Maracaibo, Venezuela -

Ciudad

Habitantes de El Soler venden casas por inseguridad

domingo 12/06/2016
4:57 AM
  • Carmen Salazar

  • @versionfinal

  • Archivo

Fue uno de los complejos urbanísticos más solicitados por familias que buscaban estabilidad en los servicios públicos, seguridad y tranquilidad para vivir.
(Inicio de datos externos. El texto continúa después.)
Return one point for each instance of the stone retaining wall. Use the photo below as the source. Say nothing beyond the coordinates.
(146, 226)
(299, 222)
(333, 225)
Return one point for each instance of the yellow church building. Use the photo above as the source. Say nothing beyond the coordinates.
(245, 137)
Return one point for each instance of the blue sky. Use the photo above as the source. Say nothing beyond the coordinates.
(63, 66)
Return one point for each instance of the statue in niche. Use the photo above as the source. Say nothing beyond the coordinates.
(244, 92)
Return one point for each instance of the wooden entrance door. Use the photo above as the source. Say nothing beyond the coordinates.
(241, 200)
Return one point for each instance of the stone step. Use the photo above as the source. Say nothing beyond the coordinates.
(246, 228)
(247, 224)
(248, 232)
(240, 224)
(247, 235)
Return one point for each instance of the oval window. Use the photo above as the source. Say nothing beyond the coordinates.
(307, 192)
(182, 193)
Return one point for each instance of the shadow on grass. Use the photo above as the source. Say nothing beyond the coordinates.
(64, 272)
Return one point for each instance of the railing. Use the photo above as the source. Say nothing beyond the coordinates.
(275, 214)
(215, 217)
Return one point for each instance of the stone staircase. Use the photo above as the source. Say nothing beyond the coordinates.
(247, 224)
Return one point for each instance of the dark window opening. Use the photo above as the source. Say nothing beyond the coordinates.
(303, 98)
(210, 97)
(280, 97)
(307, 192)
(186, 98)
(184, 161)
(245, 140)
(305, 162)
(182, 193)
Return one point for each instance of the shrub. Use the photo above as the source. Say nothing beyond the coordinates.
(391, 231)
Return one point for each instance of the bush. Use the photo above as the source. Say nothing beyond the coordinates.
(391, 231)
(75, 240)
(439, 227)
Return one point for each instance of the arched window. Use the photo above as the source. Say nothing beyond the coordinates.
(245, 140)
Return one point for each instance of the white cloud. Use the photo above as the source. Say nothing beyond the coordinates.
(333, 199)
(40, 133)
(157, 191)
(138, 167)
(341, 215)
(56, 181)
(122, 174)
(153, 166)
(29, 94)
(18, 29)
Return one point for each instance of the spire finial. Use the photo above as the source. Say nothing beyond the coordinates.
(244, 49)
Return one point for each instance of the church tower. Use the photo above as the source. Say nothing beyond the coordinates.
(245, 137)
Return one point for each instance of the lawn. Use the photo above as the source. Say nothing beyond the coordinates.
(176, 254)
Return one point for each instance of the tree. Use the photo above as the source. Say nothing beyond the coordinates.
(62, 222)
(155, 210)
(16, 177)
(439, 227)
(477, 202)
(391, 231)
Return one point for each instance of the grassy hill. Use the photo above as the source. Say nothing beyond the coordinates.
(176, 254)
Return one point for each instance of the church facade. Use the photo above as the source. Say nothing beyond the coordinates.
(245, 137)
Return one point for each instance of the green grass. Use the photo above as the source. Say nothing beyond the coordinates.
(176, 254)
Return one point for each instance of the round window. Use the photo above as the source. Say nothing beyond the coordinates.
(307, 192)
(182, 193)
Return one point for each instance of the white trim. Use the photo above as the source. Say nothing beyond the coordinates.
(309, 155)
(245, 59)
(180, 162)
Ahora, El Soler, urbanización asentada en la parroquia José Domingo Rus del municipio San Francisco, es sinónimo de zozobra, oscuridad y olvido.

Las tablas de venta en las viviendas se observan en casi todos los lotes del urbanismo.

“No podemos esperar ser parte de las últimas páginas de los periódicos”, comentó Yaira Vera, quien ha sido víctima de atracos y robos, tanto en su vivienda como en los alrededores de la zona.

Ella ha sentido la vil cara de la delincuencia. Sus hijos han presenciado cómo los dueños de los ajeno desvalijan su hogar y arrasan con lo obtenido tras años de esfuerzo y trabajo.

“La primera vez, pensé, no voy a dejar mi casa y comencé a colocar sistemas de seguridad para lograr mayor protección, pero ni con eso me libre de un segundo robo. En esa oportunidad sí lo decidí, ¡me voy!”.

Así como Yaira otros vecinos iniciaron su búsqueda de nuevos horizontes. Marcos Chacín, vive en el lote 9 y puso en venta su casa desde el mes de abril. A él no lo han robado, pero padece las penurias de no contar con un servicio de agua eficiente.

“Tengo dos tanques de 2 mil litros cada uno y están vacíos siempre. Aquí nunca llega agua y los camiones cisternas le quieren sacar los ojos a uno. Siempre termino agarrando para que mi mamá en Sierra Maestra para lavar y traer botellas”.

Aunado a estas carencias, el racionamiento eléctrico los ha llevado a vivir en un pueblo fantasma, donde la oscuridad es la cómplice perfecta para los malhechores, dando paso al incremento de hechos delictivos.

Encarcelados

Otros vecinos manifestaron que en la actualidad se sienten asustados por la inseguridad imperante, que no solo ha dejado a familias sin bienes, si no que han perdido hasta el derecho de circular tranquilamente por las calles, incluso sentarse en el frente de sus casas.

“Aquí nos tenemos que resguardar a toda hora, nos roban las bombonas, los aires, las bombas de agua y la policía ni pasa, y cuando los llamamos no nos hacen caso”, destacó Beatriz Solano, residente del lote 11.

Aunado a este malestar, la comunidad asegura que la posible apertura del centro de reclusiones para procesados en las cercanías de la urbanización será otro motivo de desesperanza, por lo que prefieren emigrar y vender sus casas antes de tener que lidiar con balas y hechos delictivos en las inmediaciones de su comunidad.

“Preferimos irnos antes que tener que observar escenarios que por años han caracterizado los alrededores del retén El Marite, donde el sonido de las balas se ha hecho normal para sus habitantes”, dijo otra vecina del sector.

Sin embargo, la posibilidad de la cárcel en la zona pareciera pasar a último lugar, pues ésta no tiene fecha de culminación, e incluso se habla de una paralización total.